Who Wouldn’t Want to Teach Here? Making the Unapologetic Case for Your Liberal Arts College


Who Wouldn’t Want to Teach Here? Making the Unapologetic Case for Your Liberal Arts College

EQRoy/Shutterstock

The faculty job market has more than its fair share of anxieties. While candidates pore over every detail of their resume and position themselves to secure an increasingly rare full-time role, many provosts and deans at small liberal arts colleges and regional-serving universities also worry about landing their preferred faculty candidates.

While in the aggregate, these types of institutions still serve the majority of the nation’s students, some faculty candidates might see them as a lesser opportunity, ascribing greater cache to the ivies and state public flagships. Your small liberal arts college or regional institution has a great deal to offer — we encourage you to make this abundantly clear by making an unapologetic case for why anyone should want to teach at your institution.

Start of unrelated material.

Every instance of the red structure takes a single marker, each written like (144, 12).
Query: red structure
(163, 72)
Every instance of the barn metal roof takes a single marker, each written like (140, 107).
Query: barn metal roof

Embrace Your Teaching Focus

The case starts with embracing your identity as a teaching-focused institution. Faculty want to make a difference in the lives of their students, and you know that for the students you serve, excellent teaching is transformative. Stoke candidates’ enthusiasm for joining your community during the interview process by sending clear signals about your teaching-focused identity, including the pedagogical support you provide faculty.

In the first interview round, provide candidates with a sample syllabus from a popular general education course. This tangible example not only helps them prepare to discuss their teaching interests but models the high expectations you hold. During the campus interview, include a brief visit to a dynamic instructor’s course, so candidates can see your teaching culture in action. Include a visit to your center for teaching and learning to showcase the support and community available for new faculty. Be sure to discuss any mentoring opportunities as well.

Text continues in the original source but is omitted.